Access Arts deliver its First Nations arts program through partnerships.
As part of our commitment to building meaningful relationships and opportunities for Aboriginal and/or Torres Strait Islander people, Access Arts has partnered with CPL – Choice, Passion, Life and Cootharinga North Queensland to hold our first NAIDOC Week Art Competition.
Learn more here.
In 2019 we partnered with Beyond Empathy and the Institute for Urban Indigenous Health (IUIH) in Salisbury on a ‘Mums and Bubs’ project in which 32 expectant mums made bellycasts over 10 weeks, celebrating their journey through pregnancy and decorating them with their story. The completed casts were put on display at the Mater Hospital during NAIDOC Week in an exhibition called Making Memories.
We partnered with the Central Queensland Regional Arts Services Network on a project in Woorabinda called Collaborative Stories. 103 young people and elders spent an intensive three days in art workshops with local culture man Steve Kemp and Boyne Island-based award-winning fibre artist Christine Holden, yarning in a coming together of community.
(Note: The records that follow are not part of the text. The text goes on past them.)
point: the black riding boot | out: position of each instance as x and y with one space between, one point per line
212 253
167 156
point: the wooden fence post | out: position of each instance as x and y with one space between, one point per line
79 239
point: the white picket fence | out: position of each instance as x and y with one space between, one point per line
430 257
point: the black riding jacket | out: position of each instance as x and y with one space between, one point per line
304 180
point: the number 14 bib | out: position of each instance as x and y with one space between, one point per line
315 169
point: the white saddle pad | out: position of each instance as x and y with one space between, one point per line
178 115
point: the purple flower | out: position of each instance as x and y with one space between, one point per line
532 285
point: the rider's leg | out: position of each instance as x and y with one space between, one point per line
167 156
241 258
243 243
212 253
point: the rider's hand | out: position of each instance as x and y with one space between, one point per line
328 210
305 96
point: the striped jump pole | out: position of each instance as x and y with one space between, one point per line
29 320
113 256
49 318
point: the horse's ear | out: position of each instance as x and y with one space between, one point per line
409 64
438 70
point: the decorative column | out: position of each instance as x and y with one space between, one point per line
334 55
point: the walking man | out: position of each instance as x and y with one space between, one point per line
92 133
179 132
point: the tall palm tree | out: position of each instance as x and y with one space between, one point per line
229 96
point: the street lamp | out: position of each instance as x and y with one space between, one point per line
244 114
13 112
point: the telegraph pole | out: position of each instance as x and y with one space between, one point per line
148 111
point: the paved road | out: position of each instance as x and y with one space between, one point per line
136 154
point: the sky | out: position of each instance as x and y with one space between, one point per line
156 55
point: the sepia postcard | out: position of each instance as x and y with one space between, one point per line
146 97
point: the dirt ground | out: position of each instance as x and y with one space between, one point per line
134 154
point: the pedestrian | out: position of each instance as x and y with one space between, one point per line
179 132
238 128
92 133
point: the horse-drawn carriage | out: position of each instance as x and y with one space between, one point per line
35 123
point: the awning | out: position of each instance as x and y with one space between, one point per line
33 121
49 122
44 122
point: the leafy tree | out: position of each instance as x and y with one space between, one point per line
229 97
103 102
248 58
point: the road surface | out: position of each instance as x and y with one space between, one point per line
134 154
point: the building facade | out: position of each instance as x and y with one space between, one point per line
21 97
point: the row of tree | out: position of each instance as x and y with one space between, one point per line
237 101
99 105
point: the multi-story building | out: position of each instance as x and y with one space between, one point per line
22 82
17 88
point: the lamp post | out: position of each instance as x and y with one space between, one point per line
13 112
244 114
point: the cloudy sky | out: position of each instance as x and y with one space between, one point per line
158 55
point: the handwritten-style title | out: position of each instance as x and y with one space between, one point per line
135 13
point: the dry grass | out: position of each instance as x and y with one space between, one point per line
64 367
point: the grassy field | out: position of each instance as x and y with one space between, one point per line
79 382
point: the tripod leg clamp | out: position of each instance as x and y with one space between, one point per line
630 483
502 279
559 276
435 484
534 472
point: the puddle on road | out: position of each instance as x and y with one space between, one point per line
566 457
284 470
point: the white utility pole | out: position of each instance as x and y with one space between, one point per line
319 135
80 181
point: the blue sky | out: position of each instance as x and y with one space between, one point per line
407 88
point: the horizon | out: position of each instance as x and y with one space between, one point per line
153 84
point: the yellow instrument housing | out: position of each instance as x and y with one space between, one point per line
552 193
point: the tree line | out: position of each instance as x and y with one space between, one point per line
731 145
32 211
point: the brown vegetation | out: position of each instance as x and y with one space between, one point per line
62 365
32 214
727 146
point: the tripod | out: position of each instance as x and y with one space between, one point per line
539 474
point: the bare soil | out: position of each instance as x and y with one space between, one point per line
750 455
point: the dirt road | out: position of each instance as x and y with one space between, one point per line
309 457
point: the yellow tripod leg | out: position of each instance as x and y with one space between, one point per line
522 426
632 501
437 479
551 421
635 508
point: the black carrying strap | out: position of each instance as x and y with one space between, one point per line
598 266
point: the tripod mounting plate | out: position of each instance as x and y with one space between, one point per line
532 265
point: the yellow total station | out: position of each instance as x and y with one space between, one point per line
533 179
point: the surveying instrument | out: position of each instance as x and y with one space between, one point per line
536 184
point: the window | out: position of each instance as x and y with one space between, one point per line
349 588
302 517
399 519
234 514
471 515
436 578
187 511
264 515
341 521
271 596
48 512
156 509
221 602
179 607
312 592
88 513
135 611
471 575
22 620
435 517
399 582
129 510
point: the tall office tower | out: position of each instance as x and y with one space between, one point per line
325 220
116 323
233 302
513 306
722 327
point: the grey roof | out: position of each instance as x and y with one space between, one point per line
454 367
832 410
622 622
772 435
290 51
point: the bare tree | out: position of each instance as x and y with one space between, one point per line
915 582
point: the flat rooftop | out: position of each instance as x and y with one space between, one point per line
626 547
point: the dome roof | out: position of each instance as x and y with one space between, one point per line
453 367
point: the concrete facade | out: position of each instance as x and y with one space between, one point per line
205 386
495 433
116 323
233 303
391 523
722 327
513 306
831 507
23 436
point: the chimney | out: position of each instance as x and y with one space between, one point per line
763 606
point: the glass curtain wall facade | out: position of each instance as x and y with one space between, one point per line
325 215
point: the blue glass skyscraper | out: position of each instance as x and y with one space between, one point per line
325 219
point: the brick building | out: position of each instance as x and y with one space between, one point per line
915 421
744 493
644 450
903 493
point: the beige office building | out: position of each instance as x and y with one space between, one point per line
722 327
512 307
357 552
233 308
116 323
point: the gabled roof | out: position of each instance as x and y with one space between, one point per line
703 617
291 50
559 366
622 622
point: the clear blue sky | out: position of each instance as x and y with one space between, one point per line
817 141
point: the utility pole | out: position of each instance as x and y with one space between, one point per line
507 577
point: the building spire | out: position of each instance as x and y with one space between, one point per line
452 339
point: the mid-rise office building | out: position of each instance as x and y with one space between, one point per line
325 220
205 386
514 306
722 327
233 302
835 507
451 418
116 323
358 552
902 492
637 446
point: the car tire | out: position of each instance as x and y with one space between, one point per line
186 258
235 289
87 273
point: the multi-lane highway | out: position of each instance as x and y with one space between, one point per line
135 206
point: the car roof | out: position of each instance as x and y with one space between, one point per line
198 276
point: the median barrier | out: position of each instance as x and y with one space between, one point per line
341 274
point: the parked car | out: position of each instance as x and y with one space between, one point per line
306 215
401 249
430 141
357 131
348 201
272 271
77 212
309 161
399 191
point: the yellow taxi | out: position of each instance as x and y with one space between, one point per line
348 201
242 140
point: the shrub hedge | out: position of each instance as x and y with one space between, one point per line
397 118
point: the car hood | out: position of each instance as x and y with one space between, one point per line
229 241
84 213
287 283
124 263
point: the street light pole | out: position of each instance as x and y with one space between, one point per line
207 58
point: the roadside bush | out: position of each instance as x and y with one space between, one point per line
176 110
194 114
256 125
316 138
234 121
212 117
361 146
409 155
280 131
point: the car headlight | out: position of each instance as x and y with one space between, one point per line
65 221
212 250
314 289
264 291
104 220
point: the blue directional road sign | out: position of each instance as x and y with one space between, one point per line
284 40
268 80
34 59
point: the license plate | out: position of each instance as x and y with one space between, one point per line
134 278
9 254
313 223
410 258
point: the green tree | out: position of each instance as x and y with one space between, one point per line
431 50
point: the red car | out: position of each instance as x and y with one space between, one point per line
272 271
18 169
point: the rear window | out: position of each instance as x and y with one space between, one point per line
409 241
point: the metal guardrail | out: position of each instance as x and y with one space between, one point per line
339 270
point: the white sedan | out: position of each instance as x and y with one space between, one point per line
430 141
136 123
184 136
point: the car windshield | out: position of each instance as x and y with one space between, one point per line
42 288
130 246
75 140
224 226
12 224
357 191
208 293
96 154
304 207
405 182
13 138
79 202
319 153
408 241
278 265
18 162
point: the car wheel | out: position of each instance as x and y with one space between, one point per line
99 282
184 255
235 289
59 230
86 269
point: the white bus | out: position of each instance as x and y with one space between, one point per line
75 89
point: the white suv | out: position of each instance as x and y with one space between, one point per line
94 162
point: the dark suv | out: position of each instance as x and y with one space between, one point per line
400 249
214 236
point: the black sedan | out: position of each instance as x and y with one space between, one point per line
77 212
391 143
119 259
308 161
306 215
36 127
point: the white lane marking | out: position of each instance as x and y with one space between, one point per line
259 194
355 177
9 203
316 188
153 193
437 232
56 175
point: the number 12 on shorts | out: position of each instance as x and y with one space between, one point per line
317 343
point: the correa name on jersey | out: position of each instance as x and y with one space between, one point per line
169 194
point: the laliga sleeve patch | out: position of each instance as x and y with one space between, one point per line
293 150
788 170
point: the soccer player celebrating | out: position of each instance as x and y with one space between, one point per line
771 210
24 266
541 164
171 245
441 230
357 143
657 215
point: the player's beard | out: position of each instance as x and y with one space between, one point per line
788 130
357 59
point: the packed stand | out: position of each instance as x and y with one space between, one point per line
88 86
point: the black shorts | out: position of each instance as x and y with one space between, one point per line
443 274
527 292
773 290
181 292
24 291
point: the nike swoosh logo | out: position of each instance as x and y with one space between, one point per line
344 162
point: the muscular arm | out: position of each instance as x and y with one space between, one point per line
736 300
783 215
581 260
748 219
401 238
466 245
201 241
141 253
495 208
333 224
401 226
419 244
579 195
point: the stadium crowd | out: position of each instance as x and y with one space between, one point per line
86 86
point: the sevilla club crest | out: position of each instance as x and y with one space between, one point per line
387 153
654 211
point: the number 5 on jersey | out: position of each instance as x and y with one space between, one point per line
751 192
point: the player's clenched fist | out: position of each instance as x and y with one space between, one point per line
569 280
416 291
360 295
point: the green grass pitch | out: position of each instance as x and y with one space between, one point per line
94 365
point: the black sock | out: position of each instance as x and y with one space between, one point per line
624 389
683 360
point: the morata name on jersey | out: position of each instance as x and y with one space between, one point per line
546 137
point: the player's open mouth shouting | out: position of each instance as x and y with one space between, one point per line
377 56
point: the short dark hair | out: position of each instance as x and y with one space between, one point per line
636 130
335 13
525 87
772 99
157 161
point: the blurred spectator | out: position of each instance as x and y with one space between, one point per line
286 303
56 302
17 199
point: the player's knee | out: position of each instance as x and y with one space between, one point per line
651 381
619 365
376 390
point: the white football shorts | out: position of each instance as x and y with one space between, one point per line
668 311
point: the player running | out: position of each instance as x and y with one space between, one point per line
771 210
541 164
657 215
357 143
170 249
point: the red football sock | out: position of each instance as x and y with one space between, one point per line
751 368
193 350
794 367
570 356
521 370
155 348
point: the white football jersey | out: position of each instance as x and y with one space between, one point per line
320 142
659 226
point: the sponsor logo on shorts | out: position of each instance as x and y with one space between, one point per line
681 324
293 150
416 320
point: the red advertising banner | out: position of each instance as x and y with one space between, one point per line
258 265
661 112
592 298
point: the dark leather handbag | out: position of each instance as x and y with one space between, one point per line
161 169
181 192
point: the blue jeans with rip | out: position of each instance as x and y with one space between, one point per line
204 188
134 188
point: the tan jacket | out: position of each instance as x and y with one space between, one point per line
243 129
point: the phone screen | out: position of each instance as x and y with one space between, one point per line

“The art is not just about providing people with a voice, it’s also about healing and bringing about issues. It’s reclaiming history and helping them release trauma through their work. It’s a release and it starts to pave the way for further opportunities” said workshop leader and First Nations artist Nikeema Williams.
Their finished artworks went on exhibition at Rockhampton’s Kern Arcade Gallery.
We partnered with Creative Regions on the Yuwarr project. Yuwarr means ‘corroboree’ or ‘dance’ in the Taribelang language of Bundaberg. Led by Taribelang traditional dancer Robert McLellan, 320 school students in the Bundaberg region learnt the Yuwarr routine. The Yuwarr was performed at the Reconciliation Day Ceremony at Buss Park and later at NAIDOC Week celebrations across the Bundaberg region.
We partnered with Red Ridge for Dress the Central West aimed at improving mental health and well-being in the communities of Blackall, Barcaldine, Winton and Longreach. Led by Aboriginal Elders, this lively project interpreted regional cultures and stories into different fashion pieces that best represented their towns, all made from recycled materials. Then, in May, 150 people gathered to enjoy the public performance on the catwalk in Barcaldine, 250 people celebrated at the performance in Blackall, and on 1 June 190 people gathered to celebrate in Longreach.
We partnered with Blakdance, supporting a three-week residency for emerging dance company eXcelsior to develop their practice under the mentorship of Muluridgi and Mbarbarum artist Mark Sheppard, and acclaimed First Nations bassist Sam Pankhurst who worked to sharpen their music design skills. The seven First Nations members of eXcelsior then proudly performed the performance piece they had created through this residency to a packed audience at Backbone Youth Arts, East Brisbane.